Under the federal Individuals with Disabilities Education Act (IDEA), school districts must provide children with disabilities with the services necessary to receive a “free appropriate public education.” 1 The IDEA applies to children from birth through age 212 and also provides federal funds to assist states with meeting these obligations. Under the IDEA’s “child find” requirement, states must identify and evaluate all children with disabilities, including those who are homeless and those who attend private schools.3 A parent also may request an evaluation for their child.
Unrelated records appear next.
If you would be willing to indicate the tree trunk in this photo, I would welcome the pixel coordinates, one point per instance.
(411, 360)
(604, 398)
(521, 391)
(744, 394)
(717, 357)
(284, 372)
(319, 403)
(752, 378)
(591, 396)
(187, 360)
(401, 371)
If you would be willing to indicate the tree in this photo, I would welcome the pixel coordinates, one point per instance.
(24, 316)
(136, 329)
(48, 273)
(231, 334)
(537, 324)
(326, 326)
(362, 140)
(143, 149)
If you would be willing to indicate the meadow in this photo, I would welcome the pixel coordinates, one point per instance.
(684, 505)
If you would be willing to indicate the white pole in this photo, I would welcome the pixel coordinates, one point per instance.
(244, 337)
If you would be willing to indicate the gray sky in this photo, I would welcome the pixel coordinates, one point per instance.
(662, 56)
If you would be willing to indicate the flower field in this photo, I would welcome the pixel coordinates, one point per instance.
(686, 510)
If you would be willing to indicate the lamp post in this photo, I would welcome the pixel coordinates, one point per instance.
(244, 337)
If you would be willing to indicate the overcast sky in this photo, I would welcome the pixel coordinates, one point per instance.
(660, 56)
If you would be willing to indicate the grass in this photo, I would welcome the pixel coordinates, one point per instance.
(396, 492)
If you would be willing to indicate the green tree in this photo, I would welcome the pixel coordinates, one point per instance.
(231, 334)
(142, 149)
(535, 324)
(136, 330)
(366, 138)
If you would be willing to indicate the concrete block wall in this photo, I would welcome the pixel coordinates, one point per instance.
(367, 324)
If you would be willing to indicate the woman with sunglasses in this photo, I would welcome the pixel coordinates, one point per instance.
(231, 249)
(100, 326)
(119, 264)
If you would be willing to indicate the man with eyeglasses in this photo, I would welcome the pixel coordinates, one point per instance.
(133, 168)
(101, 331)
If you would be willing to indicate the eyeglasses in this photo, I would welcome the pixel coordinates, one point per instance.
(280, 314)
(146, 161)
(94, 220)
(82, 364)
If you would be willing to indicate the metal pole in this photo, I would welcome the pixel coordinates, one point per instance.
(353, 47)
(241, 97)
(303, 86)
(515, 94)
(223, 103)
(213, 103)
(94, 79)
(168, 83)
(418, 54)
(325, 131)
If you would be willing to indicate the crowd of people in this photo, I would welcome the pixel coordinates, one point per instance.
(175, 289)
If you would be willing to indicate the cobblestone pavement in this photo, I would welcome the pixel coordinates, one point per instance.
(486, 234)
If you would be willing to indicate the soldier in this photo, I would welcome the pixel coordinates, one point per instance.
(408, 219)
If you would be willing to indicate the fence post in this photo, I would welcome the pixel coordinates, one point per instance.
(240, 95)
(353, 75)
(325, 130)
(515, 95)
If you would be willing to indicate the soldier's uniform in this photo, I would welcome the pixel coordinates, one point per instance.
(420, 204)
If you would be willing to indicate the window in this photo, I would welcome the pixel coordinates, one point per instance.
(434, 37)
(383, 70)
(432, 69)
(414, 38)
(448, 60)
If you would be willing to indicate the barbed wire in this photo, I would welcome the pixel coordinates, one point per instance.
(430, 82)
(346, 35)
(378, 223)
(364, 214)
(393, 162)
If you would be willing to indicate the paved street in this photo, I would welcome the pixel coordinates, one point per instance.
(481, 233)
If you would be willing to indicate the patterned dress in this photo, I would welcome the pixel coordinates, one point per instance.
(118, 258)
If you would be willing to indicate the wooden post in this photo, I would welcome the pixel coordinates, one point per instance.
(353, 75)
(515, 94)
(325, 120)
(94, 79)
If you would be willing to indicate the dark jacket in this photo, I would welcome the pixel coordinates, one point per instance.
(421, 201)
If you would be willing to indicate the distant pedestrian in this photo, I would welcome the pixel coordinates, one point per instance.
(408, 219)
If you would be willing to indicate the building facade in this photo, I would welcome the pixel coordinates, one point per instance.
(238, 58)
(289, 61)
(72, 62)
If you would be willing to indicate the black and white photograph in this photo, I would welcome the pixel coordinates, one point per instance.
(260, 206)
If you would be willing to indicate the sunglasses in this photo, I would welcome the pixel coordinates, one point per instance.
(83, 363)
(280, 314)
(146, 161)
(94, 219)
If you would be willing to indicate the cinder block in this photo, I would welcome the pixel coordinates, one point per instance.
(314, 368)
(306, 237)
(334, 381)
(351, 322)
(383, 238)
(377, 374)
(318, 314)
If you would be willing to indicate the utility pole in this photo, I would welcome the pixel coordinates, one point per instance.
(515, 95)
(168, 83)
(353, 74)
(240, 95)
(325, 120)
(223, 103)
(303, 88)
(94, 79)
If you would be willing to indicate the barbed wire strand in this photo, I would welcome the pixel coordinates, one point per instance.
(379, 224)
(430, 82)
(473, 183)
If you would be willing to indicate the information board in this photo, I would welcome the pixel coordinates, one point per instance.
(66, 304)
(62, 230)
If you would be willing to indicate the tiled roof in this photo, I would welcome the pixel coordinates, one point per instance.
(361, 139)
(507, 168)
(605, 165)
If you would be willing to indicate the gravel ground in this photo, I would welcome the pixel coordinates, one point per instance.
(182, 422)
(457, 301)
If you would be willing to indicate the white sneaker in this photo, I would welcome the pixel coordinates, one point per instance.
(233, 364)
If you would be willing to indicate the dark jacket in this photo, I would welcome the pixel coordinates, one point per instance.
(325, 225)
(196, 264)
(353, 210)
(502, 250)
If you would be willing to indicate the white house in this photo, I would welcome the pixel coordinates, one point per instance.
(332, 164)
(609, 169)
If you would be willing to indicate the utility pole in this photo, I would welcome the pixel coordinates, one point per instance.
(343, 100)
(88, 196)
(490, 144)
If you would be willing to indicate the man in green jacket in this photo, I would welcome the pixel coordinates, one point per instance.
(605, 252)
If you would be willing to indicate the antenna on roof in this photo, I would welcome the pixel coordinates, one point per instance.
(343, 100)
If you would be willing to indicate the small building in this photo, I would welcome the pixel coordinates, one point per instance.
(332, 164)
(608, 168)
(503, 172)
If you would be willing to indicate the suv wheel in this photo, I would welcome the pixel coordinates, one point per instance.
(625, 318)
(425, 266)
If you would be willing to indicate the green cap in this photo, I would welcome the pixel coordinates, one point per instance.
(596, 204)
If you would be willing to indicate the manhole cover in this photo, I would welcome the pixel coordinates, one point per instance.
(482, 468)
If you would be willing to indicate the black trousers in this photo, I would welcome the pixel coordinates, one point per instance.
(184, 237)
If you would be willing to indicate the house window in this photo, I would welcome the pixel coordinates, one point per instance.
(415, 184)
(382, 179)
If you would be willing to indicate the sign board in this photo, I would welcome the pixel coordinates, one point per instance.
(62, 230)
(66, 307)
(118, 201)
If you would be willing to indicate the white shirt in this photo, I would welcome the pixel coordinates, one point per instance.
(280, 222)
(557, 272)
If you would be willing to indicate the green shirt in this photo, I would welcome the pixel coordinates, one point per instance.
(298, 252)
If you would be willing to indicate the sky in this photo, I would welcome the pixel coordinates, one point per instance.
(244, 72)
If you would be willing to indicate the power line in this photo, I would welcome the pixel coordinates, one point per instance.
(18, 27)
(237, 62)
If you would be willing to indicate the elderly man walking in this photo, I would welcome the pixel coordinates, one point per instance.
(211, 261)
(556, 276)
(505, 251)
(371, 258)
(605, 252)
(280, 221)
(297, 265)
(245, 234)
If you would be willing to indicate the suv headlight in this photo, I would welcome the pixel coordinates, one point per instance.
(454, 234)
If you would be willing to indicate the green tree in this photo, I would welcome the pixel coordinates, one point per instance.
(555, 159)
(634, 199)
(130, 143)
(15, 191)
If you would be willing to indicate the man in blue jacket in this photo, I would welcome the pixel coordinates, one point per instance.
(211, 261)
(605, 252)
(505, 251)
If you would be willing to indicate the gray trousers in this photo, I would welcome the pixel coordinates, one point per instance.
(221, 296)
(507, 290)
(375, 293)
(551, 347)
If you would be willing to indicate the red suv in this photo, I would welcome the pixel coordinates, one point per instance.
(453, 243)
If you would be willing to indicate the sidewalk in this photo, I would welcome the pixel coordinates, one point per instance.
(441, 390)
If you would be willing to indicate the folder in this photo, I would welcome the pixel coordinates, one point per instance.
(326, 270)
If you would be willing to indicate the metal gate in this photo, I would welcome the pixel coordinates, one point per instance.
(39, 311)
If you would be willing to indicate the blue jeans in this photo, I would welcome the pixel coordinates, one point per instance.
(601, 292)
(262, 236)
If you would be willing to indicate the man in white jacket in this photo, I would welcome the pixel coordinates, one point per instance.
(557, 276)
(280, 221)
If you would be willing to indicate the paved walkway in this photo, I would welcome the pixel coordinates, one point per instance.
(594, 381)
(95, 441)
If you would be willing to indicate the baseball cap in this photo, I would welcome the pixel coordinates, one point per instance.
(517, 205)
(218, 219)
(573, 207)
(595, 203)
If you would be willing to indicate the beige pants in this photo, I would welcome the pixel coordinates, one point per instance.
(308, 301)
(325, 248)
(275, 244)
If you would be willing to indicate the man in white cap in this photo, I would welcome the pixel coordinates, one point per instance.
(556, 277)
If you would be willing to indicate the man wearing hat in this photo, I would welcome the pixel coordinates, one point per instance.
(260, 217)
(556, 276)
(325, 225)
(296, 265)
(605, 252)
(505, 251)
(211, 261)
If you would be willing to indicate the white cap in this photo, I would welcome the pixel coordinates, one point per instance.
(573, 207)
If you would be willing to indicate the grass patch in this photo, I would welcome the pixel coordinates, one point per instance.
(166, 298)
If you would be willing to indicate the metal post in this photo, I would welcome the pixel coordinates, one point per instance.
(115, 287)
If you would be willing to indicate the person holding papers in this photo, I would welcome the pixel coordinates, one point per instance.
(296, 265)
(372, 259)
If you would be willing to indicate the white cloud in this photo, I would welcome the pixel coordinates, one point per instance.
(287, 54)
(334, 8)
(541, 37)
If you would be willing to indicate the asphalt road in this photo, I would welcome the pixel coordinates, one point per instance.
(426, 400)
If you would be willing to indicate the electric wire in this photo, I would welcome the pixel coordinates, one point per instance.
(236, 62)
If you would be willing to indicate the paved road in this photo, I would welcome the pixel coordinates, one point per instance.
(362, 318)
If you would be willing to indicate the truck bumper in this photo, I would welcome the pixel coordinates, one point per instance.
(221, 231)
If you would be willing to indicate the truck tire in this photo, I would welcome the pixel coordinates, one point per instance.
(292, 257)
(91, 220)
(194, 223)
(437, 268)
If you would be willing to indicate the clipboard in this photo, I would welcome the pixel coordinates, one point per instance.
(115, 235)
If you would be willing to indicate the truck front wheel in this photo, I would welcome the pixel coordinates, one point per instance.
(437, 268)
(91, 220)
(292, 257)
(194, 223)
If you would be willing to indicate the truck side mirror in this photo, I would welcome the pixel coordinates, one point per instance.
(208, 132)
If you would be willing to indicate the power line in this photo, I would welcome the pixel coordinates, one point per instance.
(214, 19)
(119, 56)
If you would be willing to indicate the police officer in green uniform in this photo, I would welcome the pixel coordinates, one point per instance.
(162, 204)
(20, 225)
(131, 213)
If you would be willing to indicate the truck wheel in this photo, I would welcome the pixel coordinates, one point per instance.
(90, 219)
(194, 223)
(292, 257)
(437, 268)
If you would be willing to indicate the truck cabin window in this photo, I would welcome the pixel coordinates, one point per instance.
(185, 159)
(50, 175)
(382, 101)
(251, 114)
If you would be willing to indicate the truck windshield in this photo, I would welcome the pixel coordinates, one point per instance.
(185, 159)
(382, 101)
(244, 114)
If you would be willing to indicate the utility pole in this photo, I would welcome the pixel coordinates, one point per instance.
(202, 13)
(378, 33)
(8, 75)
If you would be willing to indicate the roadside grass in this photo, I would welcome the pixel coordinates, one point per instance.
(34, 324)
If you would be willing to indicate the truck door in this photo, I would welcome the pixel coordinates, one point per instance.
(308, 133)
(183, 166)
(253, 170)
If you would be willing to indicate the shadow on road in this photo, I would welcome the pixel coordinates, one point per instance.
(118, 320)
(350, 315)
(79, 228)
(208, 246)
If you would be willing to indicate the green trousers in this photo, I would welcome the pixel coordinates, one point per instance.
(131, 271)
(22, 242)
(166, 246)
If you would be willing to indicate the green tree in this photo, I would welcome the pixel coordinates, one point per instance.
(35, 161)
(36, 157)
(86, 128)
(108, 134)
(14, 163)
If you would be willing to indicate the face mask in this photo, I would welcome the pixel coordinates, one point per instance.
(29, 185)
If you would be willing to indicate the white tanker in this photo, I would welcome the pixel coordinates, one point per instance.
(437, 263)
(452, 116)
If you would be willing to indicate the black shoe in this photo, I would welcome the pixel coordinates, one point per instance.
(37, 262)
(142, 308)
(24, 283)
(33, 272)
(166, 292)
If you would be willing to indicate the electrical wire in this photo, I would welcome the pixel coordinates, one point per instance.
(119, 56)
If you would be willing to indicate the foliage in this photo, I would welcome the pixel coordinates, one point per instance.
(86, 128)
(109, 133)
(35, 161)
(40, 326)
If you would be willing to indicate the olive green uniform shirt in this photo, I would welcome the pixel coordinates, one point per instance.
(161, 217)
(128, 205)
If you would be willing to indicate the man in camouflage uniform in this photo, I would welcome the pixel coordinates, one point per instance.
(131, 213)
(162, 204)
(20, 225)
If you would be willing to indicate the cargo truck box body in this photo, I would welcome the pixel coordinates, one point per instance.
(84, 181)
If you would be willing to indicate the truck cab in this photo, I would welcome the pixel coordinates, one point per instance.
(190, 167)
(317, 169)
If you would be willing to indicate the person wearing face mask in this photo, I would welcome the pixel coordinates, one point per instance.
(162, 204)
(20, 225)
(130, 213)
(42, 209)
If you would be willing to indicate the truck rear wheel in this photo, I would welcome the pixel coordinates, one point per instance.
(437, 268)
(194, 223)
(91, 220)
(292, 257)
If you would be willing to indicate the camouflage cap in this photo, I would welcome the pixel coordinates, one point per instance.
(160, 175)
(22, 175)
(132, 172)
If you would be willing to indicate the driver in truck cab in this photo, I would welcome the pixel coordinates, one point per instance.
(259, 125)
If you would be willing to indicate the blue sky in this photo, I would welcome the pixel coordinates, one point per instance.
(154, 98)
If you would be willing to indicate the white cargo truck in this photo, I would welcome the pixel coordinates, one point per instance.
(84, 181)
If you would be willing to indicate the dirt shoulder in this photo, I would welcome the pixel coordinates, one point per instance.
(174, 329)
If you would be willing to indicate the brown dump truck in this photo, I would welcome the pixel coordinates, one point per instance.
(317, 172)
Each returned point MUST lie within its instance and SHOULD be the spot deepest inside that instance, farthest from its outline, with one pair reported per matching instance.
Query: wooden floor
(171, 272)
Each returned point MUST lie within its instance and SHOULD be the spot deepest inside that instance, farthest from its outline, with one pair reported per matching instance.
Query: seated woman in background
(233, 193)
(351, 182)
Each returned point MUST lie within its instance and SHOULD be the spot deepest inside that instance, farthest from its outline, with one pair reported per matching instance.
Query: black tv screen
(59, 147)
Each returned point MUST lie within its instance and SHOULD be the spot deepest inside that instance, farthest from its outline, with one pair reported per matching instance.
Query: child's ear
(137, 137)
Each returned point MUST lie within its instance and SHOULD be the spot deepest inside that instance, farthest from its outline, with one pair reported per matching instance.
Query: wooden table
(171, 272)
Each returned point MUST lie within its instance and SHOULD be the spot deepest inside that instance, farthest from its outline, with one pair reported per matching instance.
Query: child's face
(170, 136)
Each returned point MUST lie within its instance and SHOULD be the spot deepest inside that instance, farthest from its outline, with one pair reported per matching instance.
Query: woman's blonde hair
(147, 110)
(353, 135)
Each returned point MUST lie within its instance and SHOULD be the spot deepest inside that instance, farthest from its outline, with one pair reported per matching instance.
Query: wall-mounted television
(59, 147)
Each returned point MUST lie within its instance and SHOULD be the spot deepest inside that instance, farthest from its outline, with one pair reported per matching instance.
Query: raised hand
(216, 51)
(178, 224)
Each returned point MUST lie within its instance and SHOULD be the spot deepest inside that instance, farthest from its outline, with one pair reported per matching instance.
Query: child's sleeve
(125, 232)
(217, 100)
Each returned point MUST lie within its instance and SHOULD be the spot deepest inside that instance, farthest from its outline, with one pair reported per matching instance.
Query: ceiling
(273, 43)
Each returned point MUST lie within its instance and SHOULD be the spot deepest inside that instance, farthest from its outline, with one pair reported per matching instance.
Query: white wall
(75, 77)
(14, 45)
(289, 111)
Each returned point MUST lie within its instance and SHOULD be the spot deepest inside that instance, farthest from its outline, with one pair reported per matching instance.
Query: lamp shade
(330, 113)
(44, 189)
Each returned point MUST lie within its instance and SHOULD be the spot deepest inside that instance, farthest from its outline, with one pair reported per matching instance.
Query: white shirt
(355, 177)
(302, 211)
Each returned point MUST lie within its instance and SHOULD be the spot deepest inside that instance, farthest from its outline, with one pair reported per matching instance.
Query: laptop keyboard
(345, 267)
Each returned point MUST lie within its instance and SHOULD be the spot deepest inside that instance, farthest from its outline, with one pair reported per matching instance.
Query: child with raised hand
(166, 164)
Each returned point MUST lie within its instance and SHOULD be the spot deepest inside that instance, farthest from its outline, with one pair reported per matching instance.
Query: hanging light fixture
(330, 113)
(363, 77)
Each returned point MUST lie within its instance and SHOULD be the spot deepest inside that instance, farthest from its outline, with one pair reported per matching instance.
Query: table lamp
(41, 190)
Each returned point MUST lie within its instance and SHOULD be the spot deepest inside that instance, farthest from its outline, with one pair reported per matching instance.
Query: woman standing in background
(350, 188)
A team of “qualified professionals” and the child’s parent then reviews the evaluation findings to determine whether the child meets the IDEA’s definition of a “child with a disability.”4 Children qualify if they are in need of special education and related services due to an intellectual disability, hearing impairment, speech language impairment, visual impairment, emotional disturbance, orthopedic impairment, autism, traumatic brain injury, another health impairment, specific learning disability, deaf-blindness, or multiple disabilities.5
In addition to special education services, children with disabilities may be entitled to “related services” such as therapies or other supportive services. “Related services” include transportation as well as “developmental, corrective, and other supportive services as are required to assist a child with a disability to benefit from special education.”6 Types of related services include speech-language pathology and audiology, interpreting, psychological, physical and occupational therapy, recreation, counseling, orientation and mobility, school health and school nurse, social work in schools, and parent counseling and training. Related services do not include medical services, unless used for diagnostic or evaluation purposes.
Children who qualify for special education must be served in the “least restrictive environment.” This means that children with disabilities must be educated with their nondisabled peers “to the maximum extent appropriate.” Children with disabilities may be placed in separate classes or separate schools or otherwise removed from the regular education environment “only if the nature or severity of the disability is such that education in regular classes with the use of supplementary aids and services cannot be achieved satisfactorily.”7
A team determines the services that a child receives and the child’s educational placement. The team includes the child’s parent, a regular education teacher, a special education teacher, a school district representative, and someone who can interpret the instructional implications of evaluations. The team also may include other individuals with knowledge or special expertise, such as related services personnel, and should include the child “whenever appropriate.”8 Notably, a child with a disability under the IDEA does not have to receive all of the special education and related services that would enable them to achieve their maximum potential. Instead, according to the U.S. Supreme Court, school districts only must provide services that are “reasonably calculated to enable a child to make progress appropriate in light of the child’s circumstances.”9
Children who do not qualify for special education services under the IDEA may be eligible for reasonable accommodations under Section 504 of the Rehabilitation Act. This federal law prohibits disability-based discrimination in programs or activities that receive federal financial assistance, including public schools. Students qualify under Section 504 if they have a physical or mental impairment that substantially limits one or more major life activities. Examples of major life activities include caring for one’s self, performing manual tasks, walking, seeing, hearing, speaking, breathing, learning, and working.10 Children with disabilities who are eligible under Section 504 may receive “regular or special education and related aids and services designed to meet the[ir] individual educational needs. . . as adequately as the needs of students without disabilities are met.”11 Examples of reasonable accommodations that may be in a Section 504 plan, depending on a child’s needs, include extra time to take tests or materials in alternative formats.